How many of those quarterbacks would thrive with a head coach like Sean McVay? And a GM like Snead to build around them? Of all the QB's listed I'd say Lawrence has the best shot. He's young. Will be 26 next month. Does have talent. With the right coaching and supporting cast I could see him doing good things. But that hair. Put some damn wave in it and grow beard or something.
 
Last edited:
  • Like
Reactions: Loyal and Bootleg
Detroit did a great job of rebuilding Goff's confidence, and putting the right type of team around him to maximize his efficiency. So cred to Brad and the staff on all that. But in the end a coach has to decide if he's got the right pieces, and QB is no different than any other position in that regard. Should not be any different that is. McVay made a call and fortunately he won a title, and it turns out he was right.

But that doesn't mean there isn't room for Goff to prove his doubters wrong. What is great about sports is the players are the ones who determine all that. We can sit here and talk all the mad shite we want, and we do, but these things come down to the men who actually put their hand in the dirt. So we'll see what kind of competitor Goff is in that regard.

Every year that passes as a fan, I have realized more and more how important competitive spirit is in this game. Martz famously said your greatest competitor on the field must be your QB. How right he was. And it's hard to evaluate that. So many kids in college can win games with a top team around them, or just enter the draft with insane talent levels, and I'm sure that makes it tough on teams who know they need to get that QB spot right.

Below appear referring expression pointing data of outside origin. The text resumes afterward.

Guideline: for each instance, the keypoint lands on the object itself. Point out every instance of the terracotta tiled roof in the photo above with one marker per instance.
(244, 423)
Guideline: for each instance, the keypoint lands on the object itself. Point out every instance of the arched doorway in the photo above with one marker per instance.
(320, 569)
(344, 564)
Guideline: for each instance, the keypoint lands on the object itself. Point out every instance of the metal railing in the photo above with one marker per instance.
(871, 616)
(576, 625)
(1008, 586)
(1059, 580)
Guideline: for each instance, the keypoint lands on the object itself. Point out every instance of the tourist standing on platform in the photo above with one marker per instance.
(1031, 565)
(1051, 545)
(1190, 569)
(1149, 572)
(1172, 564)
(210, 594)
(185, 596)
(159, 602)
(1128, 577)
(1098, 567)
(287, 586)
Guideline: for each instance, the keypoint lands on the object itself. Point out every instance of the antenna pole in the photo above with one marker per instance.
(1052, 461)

It is a crap shoot in the end to project these kids. You can evaluate Goff in that year he came out, he had legit first round talent and that accuracy and touch you want in raw skill. But how do you know whether he's going to do the work, or get distracted by money or girls or whatever else life brings. So it all comes down to how much do they want it. A top talent who wants it and will work his ass off for it is the recipe. And the Rams have that right now, so I am at this point just trying to enjoy every moment of this Stafford era.
 
  • Like
Reactions: thirteen28
How many of those quarterbacks would thrive with a head coach like Sean McVay? And a GM like Snead to build around them? Of all the QB's listed I'd say Lawrence has the best shot. He's young. Will be 26 next month. Does have talent. With the right coaching and supporting cast I could see him doing good things. But that hair. Put some damn wave in it and grow beard or something.

Problem with Lawrence is he has issues reading defenses. So did Goff, so that similarity alone could be the nail on his career coffin.